Search code examples
vimsplitvigit-bash

VI shows control characters after splitting a large text file with git bash split


I used this thread to split a large text file into several smaller files. To split the file I use the following command in Git Bash:

split -l 80000 largeFile

I then want to edit each of the output files, but when I open them in VI, the output looks weird and I cannot properly edit the file. The output contains a lot of @ symbols and carets. I assume that these are control characters. See the following screenshot:

enter image description here

My questions are:

  • Why is the file displayed like this?
  • How can I properly edit the file in VI?

Solution

  • If you look closely, every second character is ^@, which inside Vim represent a null byte (cp. :help <Nul>). The letters in between are readable (USE [TIP_Update_...). So what we're looking at is a 16-bit encoding (i.e. two bytes for each character) of (mostly?) ASCII text; as the null byte is the second one, it is little endian.

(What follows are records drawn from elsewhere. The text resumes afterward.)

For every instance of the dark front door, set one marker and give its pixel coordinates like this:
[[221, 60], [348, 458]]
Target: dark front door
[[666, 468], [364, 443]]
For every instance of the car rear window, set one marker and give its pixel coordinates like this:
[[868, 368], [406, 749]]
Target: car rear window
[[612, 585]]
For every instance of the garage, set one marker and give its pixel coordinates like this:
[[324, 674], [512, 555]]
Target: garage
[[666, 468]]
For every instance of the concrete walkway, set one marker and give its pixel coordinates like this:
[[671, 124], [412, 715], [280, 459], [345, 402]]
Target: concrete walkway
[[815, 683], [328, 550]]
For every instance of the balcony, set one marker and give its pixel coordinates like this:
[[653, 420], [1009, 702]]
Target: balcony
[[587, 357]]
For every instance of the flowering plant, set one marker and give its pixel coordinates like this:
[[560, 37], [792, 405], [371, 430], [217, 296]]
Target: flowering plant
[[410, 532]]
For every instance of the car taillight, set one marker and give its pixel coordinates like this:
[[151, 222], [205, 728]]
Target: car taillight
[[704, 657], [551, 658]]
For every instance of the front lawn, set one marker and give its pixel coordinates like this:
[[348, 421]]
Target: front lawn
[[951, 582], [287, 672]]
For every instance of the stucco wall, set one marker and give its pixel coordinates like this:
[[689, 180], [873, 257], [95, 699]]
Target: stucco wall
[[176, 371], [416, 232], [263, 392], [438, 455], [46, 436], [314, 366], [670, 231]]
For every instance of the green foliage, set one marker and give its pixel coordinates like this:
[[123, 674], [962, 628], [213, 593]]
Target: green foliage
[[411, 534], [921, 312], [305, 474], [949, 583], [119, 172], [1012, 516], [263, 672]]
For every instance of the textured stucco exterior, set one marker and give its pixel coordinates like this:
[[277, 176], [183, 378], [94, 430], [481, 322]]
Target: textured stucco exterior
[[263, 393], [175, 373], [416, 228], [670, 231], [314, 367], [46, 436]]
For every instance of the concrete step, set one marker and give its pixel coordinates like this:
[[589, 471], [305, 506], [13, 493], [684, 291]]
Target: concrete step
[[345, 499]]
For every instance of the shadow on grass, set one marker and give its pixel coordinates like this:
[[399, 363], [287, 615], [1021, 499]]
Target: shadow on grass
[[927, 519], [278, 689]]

    The first two characters (ÿþ) break the rule; this is a byte order mark that provides text editors with a hint what the encoding is. The way it is displayed, Vim instead thinks the text is in latin1 encoding.

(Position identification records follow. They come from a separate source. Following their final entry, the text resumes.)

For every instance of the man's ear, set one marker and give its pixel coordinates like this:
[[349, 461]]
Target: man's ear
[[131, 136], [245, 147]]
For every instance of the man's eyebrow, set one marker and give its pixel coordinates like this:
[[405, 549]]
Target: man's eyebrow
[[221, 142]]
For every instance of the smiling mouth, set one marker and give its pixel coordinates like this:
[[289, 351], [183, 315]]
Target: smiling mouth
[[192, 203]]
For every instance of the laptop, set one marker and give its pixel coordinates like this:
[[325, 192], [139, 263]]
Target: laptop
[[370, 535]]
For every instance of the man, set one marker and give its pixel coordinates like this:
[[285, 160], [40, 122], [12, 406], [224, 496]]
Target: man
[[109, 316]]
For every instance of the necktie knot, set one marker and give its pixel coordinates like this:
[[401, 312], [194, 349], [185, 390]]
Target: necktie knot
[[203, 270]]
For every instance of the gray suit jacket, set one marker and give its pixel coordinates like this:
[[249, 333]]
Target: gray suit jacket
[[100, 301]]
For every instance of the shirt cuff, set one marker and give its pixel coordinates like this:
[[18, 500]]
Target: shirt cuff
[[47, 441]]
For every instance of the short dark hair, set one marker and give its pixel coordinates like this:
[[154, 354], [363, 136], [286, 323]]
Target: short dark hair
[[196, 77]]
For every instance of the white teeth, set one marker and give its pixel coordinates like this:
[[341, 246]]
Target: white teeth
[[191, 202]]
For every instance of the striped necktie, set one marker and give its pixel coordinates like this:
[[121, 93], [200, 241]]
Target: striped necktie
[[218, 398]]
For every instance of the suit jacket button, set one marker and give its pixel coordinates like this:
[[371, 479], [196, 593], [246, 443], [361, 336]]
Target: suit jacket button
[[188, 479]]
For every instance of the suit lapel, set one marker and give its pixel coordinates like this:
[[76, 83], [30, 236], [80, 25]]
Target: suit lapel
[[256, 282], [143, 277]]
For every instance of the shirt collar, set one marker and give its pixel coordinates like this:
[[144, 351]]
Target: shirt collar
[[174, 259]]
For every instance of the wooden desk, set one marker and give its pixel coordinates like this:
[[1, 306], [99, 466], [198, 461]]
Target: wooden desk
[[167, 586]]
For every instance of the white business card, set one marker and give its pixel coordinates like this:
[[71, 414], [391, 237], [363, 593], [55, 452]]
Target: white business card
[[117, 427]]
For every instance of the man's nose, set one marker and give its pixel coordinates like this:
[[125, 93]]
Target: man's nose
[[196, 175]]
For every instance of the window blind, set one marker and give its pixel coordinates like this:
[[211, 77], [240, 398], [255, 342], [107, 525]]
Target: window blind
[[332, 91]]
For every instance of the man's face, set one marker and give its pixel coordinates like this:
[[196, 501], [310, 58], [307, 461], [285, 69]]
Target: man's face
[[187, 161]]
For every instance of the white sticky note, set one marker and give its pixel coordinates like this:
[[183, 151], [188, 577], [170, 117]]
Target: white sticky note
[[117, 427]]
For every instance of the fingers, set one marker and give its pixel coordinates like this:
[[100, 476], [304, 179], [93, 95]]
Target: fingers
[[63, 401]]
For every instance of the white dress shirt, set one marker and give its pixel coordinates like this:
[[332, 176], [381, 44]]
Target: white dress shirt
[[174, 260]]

    So, you're dealing with 16 bit UCS-2 encoded Unicode (ISO/IEC 10646-1) (name in Vim: ucs-2le; see :help encoding-values), but Vim doesn't detect them automatically.

    You can either

    • manually force the encoding via :help ++enc: :e! ++enc=ucs-2le
    • reconfigure Vim (:help 'fileencodings') to automatically detect these; actually, the default value includes ucs-bom and should detect these just fine.